Nous avons été éduqués à l’inverse, malheureusement. Le beau, nous a expliqué (entre autres) Alain, se caractérise par sa superfluité, sa gratuité. C’est ainsi que les sculptures vont échouer sur les pelouses des parcs publics et que les musées se ferment à la rue.
L’architecture a été touchée par cette conception esthétique où l’idéal s’abstrayait
de la vie. Il lui a semblé que, pour se faire pardonner de servir à l’homme, il lui fallait s’orner de façades et autres ornements inutiles, souvent mal accordés avec la destination des lieux.
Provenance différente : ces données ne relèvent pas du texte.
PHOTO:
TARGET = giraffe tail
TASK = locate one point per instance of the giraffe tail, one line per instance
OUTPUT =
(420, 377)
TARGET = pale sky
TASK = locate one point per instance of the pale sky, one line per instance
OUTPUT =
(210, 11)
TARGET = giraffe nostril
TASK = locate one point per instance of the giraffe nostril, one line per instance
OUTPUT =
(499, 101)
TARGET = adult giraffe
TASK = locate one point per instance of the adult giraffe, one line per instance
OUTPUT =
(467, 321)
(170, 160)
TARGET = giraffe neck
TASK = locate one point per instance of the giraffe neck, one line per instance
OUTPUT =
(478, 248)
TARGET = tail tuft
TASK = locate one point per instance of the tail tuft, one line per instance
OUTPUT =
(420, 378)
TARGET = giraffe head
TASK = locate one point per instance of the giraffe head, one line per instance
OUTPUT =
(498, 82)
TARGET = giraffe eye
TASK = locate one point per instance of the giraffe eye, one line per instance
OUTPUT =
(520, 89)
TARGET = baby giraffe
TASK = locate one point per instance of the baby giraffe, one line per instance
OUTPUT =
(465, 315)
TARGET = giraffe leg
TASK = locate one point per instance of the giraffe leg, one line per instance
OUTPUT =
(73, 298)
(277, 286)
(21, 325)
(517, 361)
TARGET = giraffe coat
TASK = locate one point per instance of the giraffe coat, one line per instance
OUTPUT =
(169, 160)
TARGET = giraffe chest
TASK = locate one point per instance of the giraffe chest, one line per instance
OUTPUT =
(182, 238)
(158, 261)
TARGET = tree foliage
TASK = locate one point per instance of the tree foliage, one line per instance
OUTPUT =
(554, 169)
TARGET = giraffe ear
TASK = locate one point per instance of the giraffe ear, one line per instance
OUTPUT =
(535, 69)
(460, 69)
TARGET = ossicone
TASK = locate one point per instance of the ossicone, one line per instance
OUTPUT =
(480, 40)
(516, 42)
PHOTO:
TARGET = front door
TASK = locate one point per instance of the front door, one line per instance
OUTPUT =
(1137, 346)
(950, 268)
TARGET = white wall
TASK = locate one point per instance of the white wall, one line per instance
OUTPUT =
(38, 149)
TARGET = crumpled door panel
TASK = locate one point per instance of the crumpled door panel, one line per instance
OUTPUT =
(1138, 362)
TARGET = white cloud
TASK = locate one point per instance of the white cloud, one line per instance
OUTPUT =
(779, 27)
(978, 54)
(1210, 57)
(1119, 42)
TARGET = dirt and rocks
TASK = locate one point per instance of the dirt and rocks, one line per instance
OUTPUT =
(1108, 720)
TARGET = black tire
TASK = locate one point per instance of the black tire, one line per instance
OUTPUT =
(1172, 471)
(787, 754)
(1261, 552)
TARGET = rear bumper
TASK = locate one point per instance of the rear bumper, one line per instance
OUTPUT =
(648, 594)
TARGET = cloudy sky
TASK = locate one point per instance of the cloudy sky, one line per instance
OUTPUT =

Il est vrai que la réaction nécessaire a eu lieu et que l’on a prêché, à raison, une finalité fonctionnelle de l’art de bâtir. Fort bien. Mais le fonctionnalisme n’est pas que matériel, ou primaire. Il ne faut pas seulement que l’on puisse faire son repas dans la cuisine, dormir dans sa chambre à coucher et voir la télévision dans sa salle de séjour. Il faut que la famille s’y épanouisse. Qu’elle s’y plaise. Qu'elle s’y retrouve elle-même. Qu’elle puisse y imposer sa marque et se trouver bien dans son cadre. Et voilà l’essentiel véritable.
Cela qui est vrai dans l’habitat des hommes, l’est tout autant pour celui de Dieu. Il faut que les hommes concrets de telle paroisse se sentent chez eux dans leur église. Même si elle est fonctionnellement pensée pour les offices et les cultes, s’il lui manque ce caractère profondément humain et personnel, elle devient une machine à prier ou à célébrer Dieu et devient du même coup inhumaine.
Une fois que l’on a compris cela, on ne s’arrête plus à la façade, qui camoufle une réalité souvent sans rapport avec l’ordonnance externe, on répugne à un décor glacé: on regarde par l’intérieur et l’on comprend les lois de l’architecture éternelle — dont chez nous, chrétiens occidentaux, la période romane a donné une traduction exemplaire — qui veut que le sanctuaire intime soit le fait essentiel, secret, caché, son apparence extérieure restant une pure transcription, uniquement postulée et régie par cette logique interne.